Si l’on passe le câble derrière l’oreille, le DAS tête est plus élevé qu’avec un kit filaire classique, tandis que dans le cas contraire la même est très légèrement inférieure.

Les écouteurs ne sont plus une obligation, mais une option

Pour rappel, la France exigeait jusqu’à encore récemment que les smartphones soient vendus avec « un accessoire permettant de limiter l'exposition de la tête aux émissions radioélectriques lors des communications », des écouteurs en l’occurrence.

Mais cette disposition a été réécrite fin 2021. Désormais, les professionnels doivent s’assurer de « la disponibilité d'écouteurs compatibles avec le modèle de terminal pendant sa période de commercialisation ». On est ainsi passé d’une obligation à une option.

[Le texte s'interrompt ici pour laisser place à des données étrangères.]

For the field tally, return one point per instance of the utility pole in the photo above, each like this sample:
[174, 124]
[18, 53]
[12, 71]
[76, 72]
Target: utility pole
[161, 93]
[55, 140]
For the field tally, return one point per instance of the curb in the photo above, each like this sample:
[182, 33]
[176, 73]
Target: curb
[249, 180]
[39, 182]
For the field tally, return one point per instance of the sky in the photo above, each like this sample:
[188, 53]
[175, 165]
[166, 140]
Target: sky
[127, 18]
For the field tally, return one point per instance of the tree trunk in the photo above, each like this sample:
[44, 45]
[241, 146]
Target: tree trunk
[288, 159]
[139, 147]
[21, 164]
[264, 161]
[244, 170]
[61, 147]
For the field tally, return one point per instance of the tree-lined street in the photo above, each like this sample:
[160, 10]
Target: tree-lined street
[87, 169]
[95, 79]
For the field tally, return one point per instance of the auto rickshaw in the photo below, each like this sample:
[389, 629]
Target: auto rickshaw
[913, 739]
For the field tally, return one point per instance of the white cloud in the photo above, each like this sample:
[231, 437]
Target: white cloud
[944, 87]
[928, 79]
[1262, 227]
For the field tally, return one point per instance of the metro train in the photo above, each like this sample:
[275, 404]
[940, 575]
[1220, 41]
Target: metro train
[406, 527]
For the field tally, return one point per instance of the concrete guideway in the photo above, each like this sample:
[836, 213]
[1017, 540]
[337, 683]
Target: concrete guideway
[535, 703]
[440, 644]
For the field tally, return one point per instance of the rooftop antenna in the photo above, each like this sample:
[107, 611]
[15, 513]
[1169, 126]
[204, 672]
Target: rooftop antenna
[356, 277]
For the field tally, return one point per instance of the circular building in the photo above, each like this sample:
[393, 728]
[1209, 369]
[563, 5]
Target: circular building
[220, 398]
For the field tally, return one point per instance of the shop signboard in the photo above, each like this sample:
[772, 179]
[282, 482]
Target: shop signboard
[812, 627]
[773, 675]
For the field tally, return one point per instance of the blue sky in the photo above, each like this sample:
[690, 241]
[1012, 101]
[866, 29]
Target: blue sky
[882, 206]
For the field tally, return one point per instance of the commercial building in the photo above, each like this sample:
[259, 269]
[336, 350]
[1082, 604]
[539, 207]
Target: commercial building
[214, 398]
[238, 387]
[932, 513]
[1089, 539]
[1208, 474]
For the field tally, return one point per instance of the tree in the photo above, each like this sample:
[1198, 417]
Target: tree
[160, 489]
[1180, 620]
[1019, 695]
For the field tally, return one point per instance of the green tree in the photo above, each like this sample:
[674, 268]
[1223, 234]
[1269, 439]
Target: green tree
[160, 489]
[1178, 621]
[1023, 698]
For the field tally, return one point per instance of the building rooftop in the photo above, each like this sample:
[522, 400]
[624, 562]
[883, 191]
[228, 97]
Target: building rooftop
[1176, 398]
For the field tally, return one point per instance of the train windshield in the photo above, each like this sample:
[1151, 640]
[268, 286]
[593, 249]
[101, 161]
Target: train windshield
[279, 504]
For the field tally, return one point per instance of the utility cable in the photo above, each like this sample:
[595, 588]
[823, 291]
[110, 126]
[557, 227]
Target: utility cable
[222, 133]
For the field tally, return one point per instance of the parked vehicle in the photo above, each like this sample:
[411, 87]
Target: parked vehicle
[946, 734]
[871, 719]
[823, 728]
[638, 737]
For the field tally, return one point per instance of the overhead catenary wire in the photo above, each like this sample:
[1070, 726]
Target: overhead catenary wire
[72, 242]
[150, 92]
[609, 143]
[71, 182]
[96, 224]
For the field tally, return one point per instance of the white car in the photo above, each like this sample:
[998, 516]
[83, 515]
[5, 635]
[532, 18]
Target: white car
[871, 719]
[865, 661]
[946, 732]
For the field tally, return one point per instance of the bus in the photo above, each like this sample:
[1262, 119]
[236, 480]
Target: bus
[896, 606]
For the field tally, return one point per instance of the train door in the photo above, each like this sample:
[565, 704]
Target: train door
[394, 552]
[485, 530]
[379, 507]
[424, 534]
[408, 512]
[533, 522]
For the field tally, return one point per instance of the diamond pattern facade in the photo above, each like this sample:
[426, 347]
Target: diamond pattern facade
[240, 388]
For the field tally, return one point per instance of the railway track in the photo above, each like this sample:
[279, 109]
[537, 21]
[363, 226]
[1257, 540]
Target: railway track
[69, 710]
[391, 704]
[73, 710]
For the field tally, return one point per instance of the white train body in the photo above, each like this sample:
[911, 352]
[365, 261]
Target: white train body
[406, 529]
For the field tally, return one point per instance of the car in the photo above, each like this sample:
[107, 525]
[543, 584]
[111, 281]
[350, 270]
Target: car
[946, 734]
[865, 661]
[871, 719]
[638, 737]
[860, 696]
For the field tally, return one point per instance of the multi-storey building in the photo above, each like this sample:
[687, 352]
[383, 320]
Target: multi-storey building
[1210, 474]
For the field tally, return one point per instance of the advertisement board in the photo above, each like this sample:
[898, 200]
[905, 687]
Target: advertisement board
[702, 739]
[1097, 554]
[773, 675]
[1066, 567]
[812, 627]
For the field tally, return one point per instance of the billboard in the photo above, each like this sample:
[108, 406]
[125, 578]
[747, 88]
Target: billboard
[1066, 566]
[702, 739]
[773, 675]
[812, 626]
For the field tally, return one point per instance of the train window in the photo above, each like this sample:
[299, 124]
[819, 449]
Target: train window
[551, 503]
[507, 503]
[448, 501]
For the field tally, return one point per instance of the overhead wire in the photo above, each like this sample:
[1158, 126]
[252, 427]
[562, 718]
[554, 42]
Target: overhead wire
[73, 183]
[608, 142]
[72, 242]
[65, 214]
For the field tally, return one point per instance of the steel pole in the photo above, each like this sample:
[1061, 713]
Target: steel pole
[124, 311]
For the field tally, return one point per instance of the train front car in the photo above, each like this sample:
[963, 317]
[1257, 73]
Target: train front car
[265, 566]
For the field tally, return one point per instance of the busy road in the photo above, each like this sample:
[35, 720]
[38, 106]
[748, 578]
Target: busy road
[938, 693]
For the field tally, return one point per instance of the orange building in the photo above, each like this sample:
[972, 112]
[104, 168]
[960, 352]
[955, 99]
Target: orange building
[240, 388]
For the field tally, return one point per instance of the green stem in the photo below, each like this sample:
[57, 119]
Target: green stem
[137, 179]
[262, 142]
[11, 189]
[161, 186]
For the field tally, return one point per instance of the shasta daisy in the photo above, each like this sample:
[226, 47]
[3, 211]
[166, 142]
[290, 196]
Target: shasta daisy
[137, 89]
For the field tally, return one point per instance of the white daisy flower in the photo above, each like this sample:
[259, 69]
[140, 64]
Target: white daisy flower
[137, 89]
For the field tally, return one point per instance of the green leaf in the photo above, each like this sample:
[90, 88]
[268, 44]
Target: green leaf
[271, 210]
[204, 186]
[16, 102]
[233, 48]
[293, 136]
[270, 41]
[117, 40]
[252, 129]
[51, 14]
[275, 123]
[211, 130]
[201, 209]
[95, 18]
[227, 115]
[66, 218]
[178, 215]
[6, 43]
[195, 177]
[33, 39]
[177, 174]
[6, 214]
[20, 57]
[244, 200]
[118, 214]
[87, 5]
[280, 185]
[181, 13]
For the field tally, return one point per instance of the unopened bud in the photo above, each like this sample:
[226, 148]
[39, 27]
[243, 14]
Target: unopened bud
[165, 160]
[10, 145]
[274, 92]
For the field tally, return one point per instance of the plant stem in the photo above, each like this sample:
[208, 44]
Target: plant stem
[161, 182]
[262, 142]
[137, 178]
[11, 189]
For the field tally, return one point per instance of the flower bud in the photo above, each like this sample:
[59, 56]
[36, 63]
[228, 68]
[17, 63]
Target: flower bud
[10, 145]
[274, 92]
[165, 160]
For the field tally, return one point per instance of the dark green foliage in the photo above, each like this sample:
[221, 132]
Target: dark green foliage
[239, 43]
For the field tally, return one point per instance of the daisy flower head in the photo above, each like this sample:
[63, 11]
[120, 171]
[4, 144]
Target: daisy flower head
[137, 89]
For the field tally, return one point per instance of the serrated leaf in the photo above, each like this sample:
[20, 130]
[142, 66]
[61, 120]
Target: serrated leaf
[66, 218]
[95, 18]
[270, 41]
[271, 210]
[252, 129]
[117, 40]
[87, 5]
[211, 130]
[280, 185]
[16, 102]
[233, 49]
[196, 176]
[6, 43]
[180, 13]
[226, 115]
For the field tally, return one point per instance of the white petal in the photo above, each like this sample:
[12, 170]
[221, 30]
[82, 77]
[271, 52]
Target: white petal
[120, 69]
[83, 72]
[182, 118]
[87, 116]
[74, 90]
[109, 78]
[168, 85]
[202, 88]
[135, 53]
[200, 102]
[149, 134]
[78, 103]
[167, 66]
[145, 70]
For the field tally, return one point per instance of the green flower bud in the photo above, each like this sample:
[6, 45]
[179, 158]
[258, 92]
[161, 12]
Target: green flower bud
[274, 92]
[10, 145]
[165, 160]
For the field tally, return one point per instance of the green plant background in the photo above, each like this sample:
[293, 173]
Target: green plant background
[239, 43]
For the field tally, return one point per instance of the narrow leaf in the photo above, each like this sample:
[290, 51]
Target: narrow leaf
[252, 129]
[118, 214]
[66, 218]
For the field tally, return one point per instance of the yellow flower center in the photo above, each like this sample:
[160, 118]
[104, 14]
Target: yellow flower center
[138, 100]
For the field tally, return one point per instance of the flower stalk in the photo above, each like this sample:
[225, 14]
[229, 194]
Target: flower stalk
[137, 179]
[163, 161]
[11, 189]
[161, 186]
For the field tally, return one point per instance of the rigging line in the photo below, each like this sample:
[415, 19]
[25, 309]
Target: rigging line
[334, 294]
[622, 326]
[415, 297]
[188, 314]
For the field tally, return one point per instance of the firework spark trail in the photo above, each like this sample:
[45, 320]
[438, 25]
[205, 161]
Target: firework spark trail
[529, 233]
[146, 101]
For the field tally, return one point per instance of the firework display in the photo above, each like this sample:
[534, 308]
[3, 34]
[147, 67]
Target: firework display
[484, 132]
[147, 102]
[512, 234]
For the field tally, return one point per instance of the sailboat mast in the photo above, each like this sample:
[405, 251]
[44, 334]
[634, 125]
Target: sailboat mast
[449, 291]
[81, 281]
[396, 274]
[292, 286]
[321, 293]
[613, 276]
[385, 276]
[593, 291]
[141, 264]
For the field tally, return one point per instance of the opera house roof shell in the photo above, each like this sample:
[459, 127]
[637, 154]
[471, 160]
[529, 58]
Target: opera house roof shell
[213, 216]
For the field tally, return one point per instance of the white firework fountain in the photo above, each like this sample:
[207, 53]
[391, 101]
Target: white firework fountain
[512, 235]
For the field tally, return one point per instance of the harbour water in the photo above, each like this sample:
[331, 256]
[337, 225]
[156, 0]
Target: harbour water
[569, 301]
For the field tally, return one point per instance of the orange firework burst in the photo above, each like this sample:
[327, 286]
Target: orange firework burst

La justification était la suivante : « Si certaines publications évoquent néanmoins une possible augmentation du risque de tumeur cérébrale, sur le long terme, pour les utilisateurs intensifs de téléphones portables, l'Anses ne recommande le recours au kit mains libres que pour les adultes utilisateurs intensifs ».

Avant, les recommandations officielles étaient d’utiliser « un kit mains libres ou le mode haut-parleur lorsque vous téléphonez […] Quelques centimètres d’éloignement permettent une diminution substantielle de l’exposition aux radiofréquences […] Oreillette filaire ou oreillette Bluetooth divisent ainsi l’exposition de la tête d’un facteur 10 à 500 suivant le modèle utilisé », pouvait-on lire sur le Portail interministériel d’information sur les radiofréquences.

L’ANFR est plus mesurée dans son analyse : l’utilisation d’oreillettes « permet de réduire l’exposition maximale d’un facteur d’environ 10 par rapport à l’usage direct du téléphone contre l’oreille ». Dans tous les cas, la baisse est bien là, et loin d’être négligeable.

Commentaires (18)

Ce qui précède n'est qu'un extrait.